Resplandor
Me despierta un repentino destello. La luz fue tan intensa que se coló a través de mis párpados cerrados y convirtió en un día soleado la escena nocturna que se desarrollaba en mis sueños. Sacudo la cabeza y respiro profundamente. Enderezo la espalda y observo al resto de los pasajeros. Todos duermen. Cruzo los brazos y miro por la ventanilla del avión. La oscuridad es tan densa como un muro de obsidiana. Encojo los hombros. Seguramente, el destello provenía de un solitario relámpago. Me arrellano en el asiento y vuelvo a dormir.
Hay un crujido en los altoparlantes del avión y luego la voz del sobrecargo anuncia que en unos minutos llegaremos al aeropuerto. La señal de abrocharse los cinturones se ilumina. Vuelvo a ver por la ventanilla. La oscuridad se mantiene. Acerco el rostro al vidrio. Es extraño, no alcanzo a distinguir las luces de la ciudad.
Trascurre el tiempo anunciado para el aterrizaje. Estoy seguro de que el avión vuela en círculos. Ahora nadie duerme. La certeza de que algo no va bien se extiende por el pasillo. Voy al baño y echo un vistazo al fondo del avión. Las azafatas guardan sin hacer ruido los carritos de comida y aseguran la cocina. Regreso a mi asiento.

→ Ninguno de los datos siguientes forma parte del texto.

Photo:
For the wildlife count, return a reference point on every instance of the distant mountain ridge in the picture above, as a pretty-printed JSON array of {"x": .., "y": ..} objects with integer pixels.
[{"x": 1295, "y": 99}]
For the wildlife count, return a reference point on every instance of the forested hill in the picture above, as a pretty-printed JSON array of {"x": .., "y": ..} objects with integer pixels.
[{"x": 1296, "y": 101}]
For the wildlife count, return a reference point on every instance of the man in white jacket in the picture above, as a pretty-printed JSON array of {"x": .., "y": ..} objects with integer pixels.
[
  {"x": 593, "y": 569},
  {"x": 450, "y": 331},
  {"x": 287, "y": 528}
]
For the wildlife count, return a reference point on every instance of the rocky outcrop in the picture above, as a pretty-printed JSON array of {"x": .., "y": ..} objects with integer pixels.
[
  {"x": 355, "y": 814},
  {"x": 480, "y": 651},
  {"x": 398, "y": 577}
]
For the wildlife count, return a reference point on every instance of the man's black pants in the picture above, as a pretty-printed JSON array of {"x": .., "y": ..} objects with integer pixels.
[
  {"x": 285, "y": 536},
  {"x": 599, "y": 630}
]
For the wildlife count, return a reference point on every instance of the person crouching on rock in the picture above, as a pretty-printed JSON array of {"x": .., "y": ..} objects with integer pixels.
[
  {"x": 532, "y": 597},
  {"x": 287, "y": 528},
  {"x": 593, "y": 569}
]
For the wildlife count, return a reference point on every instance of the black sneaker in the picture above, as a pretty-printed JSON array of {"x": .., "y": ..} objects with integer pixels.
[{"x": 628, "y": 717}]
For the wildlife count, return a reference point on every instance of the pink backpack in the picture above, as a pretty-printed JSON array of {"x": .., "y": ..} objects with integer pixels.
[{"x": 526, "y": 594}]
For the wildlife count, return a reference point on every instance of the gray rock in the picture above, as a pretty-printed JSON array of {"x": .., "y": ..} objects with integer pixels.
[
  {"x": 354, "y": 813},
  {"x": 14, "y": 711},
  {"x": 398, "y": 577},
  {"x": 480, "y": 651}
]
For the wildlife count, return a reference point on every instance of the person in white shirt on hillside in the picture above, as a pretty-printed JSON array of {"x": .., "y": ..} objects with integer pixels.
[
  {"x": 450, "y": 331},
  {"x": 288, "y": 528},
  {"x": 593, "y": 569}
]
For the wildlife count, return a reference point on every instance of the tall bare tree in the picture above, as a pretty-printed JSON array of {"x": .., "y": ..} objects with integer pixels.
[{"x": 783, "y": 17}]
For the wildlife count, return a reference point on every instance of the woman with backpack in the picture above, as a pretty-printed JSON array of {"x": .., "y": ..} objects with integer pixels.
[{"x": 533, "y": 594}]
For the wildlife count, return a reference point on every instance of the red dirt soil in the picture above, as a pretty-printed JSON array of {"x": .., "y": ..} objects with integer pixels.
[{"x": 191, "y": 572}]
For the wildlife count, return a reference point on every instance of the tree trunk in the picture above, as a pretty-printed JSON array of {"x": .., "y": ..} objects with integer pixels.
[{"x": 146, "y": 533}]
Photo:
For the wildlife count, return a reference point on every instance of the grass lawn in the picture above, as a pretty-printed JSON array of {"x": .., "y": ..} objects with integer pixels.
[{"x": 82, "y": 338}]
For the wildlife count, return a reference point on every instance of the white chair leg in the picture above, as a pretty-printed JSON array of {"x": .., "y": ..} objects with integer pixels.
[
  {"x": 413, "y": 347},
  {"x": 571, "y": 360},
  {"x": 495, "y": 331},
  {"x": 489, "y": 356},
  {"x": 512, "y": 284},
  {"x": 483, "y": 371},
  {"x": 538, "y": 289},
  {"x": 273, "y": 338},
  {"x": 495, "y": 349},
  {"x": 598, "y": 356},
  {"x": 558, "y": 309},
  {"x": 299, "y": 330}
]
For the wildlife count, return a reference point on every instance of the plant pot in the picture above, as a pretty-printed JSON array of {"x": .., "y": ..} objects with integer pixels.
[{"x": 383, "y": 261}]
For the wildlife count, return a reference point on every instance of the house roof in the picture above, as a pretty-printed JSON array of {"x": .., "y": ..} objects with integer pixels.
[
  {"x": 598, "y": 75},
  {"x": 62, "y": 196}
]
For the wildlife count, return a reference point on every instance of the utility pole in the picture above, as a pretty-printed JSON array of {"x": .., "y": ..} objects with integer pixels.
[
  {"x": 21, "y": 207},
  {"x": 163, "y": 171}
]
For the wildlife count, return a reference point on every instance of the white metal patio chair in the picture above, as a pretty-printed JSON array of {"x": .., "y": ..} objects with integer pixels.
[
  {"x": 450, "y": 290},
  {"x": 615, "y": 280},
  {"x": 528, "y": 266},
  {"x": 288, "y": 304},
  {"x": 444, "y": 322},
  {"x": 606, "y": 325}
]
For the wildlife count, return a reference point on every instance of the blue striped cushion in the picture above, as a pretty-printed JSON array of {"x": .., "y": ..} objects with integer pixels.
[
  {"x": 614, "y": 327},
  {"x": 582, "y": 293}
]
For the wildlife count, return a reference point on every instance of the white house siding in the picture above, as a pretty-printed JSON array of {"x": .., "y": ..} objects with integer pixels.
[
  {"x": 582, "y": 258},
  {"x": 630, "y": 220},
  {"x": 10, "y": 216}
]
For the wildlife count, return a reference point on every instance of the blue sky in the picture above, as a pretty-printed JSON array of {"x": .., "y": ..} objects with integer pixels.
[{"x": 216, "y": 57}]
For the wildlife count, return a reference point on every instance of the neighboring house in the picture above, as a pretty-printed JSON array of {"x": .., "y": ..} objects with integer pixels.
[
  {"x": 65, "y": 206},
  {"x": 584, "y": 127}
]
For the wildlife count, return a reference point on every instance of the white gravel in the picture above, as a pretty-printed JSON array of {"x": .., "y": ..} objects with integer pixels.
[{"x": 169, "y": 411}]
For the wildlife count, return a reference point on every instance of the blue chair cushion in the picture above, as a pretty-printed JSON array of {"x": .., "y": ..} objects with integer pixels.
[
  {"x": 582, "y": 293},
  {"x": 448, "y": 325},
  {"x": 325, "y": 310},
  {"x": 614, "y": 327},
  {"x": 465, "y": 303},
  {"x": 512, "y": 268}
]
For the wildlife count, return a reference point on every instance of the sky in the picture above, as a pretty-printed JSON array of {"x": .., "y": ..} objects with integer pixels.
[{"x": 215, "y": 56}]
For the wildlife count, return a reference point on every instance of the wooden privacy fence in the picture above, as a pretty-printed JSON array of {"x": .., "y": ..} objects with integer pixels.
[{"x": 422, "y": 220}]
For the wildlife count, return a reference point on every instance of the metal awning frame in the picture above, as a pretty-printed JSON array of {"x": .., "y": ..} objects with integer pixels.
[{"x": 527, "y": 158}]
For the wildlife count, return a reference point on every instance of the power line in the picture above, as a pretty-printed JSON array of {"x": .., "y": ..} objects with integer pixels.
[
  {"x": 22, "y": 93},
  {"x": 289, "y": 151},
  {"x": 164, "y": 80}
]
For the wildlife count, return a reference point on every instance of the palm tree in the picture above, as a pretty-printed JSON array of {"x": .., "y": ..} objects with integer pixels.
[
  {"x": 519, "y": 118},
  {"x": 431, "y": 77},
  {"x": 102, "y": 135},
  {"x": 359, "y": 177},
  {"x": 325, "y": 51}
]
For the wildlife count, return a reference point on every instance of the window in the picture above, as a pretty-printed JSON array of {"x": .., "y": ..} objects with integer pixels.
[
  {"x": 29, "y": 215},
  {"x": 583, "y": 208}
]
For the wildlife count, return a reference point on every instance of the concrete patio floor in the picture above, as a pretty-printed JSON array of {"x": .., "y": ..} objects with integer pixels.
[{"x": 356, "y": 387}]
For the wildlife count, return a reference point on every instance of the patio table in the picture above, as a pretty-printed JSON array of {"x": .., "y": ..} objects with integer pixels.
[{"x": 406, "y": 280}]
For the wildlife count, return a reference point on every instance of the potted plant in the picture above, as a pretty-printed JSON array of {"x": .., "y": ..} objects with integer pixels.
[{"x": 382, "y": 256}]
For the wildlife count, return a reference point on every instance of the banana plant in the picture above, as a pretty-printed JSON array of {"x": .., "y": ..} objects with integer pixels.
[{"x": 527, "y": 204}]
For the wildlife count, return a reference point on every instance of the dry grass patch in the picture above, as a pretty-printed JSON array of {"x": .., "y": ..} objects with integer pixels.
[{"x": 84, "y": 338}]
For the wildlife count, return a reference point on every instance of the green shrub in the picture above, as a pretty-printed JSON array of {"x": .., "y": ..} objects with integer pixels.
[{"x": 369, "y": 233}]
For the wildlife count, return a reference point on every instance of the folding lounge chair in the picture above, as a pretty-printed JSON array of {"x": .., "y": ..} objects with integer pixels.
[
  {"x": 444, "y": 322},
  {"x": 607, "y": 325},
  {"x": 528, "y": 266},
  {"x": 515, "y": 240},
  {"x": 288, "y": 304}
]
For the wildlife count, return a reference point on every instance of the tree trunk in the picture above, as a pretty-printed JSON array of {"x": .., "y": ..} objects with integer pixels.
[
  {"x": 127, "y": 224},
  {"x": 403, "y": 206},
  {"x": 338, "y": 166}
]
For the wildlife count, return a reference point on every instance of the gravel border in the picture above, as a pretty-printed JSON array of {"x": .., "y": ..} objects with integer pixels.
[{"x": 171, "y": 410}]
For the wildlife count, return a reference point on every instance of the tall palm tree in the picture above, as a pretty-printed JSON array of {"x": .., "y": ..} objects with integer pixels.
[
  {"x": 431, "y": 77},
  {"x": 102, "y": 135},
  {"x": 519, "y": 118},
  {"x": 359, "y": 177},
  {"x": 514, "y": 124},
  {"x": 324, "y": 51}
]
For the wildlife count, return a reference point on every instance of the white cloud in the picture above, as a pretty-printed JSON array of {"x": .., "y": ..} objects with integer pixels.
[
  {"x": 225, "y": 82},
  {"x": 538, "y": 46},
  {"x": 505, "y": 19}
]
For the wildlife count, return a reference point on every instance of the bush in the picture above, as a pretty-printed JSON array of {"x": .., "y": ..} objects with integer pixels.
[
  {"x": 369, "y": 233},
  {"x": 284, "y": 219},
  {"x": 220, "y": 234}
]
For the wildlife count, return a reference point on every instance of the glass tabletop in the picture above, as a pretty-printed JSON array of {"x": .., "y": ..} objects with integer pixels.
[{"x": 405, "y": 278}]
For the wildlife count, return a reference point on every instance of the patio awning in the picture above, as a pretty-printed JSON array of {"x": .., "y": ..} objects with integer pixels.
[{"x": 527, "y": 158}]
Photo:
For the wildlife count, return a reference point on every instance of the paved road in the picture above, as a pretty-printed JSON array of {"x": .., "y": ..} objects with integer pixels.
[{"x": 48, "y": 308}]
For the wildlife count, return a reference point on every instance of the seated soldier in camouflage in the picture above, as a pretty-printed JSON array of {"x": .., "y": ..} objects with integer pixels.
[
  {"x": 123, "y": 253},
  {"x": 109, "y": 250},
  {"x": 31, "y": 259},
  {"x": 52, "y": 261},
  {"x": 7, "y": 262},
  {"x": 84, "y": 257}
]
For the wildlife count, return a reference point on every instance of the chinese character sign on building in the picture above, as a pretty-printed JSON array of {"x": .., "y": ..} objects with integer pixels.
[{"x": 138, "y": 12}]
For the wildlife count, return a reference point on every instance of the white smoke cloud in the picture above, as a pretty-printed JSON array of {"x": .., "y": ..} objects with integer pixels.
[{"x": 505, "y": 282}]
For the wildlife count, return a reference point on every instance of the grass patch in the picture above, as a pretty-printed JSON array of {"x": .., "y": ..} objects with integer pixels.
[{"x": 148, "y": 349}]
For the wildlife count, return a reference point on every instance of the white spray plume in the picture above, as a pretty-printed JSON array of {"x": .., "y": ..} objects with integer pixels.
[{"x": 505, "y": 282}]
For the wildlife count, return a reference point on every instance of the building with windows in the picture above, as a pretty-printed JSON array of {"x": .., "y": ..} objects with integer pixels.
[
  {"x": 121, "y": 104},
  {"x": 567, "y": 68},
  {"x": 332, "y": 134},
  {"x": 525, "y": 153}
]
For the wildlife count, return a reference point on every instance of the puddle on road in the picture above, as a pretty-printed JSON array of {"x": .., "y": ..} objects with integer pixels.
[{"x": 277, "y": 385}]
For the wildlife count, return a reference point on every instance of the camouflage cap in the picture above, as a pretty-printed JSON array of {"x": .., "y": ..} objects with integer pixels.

Por los altoparlantes se anuncia un aterrizaje forzoso. Las azafatas nos repiten las instrucciones para los casos de emergencia que ya escuchamos antes del despegue. Los pasajeros fingen prestarles atención, pero sé que piensan en cualquier otra cosa y no en cómo utilizar el chaleco salvavidas.
El avión desciende. La pista no está iluminada por los reflectores, sino por el resplandor de varios incendios. «Posición de seguridad. Cabezas agachadas», gritan en coro las azafatas. El impacto es menos brusco de lo que esperábamos. El avión avanza por la pista y finalmente se detiene. Los suspiros de alivio se suceden por todos los asientos. Luego comienzan las exclamaciones de alegría.
Nos avisan que debemos evacuar el avión. Abren las salidas de emergencia y se despliegan los toboganes inflables. Nos deslizamos hasta la pista. No hay nadie en ella. Absolutamente nadie. El silencio es casi absoluto. Los únicos sonidos son nuestras respiraciones contenidas y el crepitar de las llamas. Avanzamos en fila hacia la terminal. También está vacía y en tinieblas. La electricidad no funciona. Iluminamos los pasillos con las linternas de nuestros celulares.
Los minutos transcurren entre maldiciones y sollozos. Los celulares no tienen señal. Me siento en una banca y entierro las manos en mi cabello. No tengo ni la más remota idea de lo que está pasando. Cierro los ojos y en ese instante siento un resplandor que atraviesa mis párpados. Escucho gritos cargados de terror y los pasos desesperados de la gente que intenta huir. Hay otros pasos que resuenan en la distancia. Aprieto los párpados con más fuerza. No importa lo que suceda. Esta vez no voy a abrir los ojos.